Другим посетителем была Люба Малинина, племянница Челнокова. Она сообщила, что выходит замуж за «Хикки», который все еще отсиживался в норвежском посольстве. Не могу ли я обеспечить ему свободу на один час завтра, чтобы они могли обвенчаться?

Я обещал сделать все, что могу, и когда поздно вечером Петерс заехал попрощаться, я попросил его полушутя, полусентиментально, зная, что он это поймет. Он засмеялся: «Никто, кроме сумасшедшего англичанина, не обратился бы с такой просьбой в такое время. Для них нет ничего невозможного. Посмотрю, что можно сделать». Он сделал, и «Хикки» с Любой обвенчались на следующий день.

Среда — день нашего отъезда — прошла в хлопотах. Петерс прислал письмо с извинениями за пропажу вещей, а в качестве компенсации в него были вложены деньги; я их вернул с благодарностью. Были длинные переговоры с Аскером о наблюдении за английскими интересами и о защите английских подданных в Москве.

В шесть часов вечера часового из моей прихожей убрали, а в 9 часов 30 минут приехал на своем автомобиле Аскер, чтобы отвезти меня на вокзал. Там я встретил своих французских и английских коллег; большинство из них были привезены на вокзал из тюрьмы прямо к поезду. Поезд стоял на боковой платформе за станцией.

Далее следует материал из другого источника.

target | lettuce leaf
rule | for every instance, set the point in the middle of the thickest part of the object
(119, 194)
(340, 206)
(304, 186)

Когда я шел вдоль линии, я думал, не будут ли ругать меня товарищи за все то, что они перенесли. Все были как-то молчаливы и покорны. Поезд охраняла рота латышских солдат, они должны были сопровождать нас до границы. Их присутствие создало подавленное настроение. Я думаю, все мы чувствовали, что не сможем вздохнуть спокойно, пока не выедем из России. Было несколько друзей, пришедших нас проводить: Мура, Уордвелл и несколько русских родственников новой миссис Хикс. В нашем прощании не было ничего драматического или натянутого. Наш отъезд затянулся на несколько часов из-за обычных русских препятствий. Холодной звездной ночью мы с Мурой болтали о пустяках. Мы говорили о чем угодно, только не о себе. А затем я отправил ее домой с Уордвеллом. Я смотрел ей вслед, пока она не исчезла в темноте. Тогда я вернулся в тускло освещенный вагон, чтобы остаться одному со своими мыслями. Было почти два часа утра, когда наш поезд, после бесконечного пыхтения и ложных попыток сдвинуться, медленно отошел от станции. Однако до конца было еще не близко.

Обогнув Санкт-Петербург («Известия» сообщили, что наш поезд передали на другую ветку, чтобы возбужденное население не разорвало нас в клочки), мы достигли Белоострова, пограничной русско-финской станции, в четверг вечером. Наша радость была преждевременна. Не было финского поезда. Командир латышского конвоя получил строжайший приказ не разрешать нам дальнейший путь, пока он не получит определенного подтверждения о прибытии Литвинова в Берген. От Литвинова известий не было. Оставалось только ждать.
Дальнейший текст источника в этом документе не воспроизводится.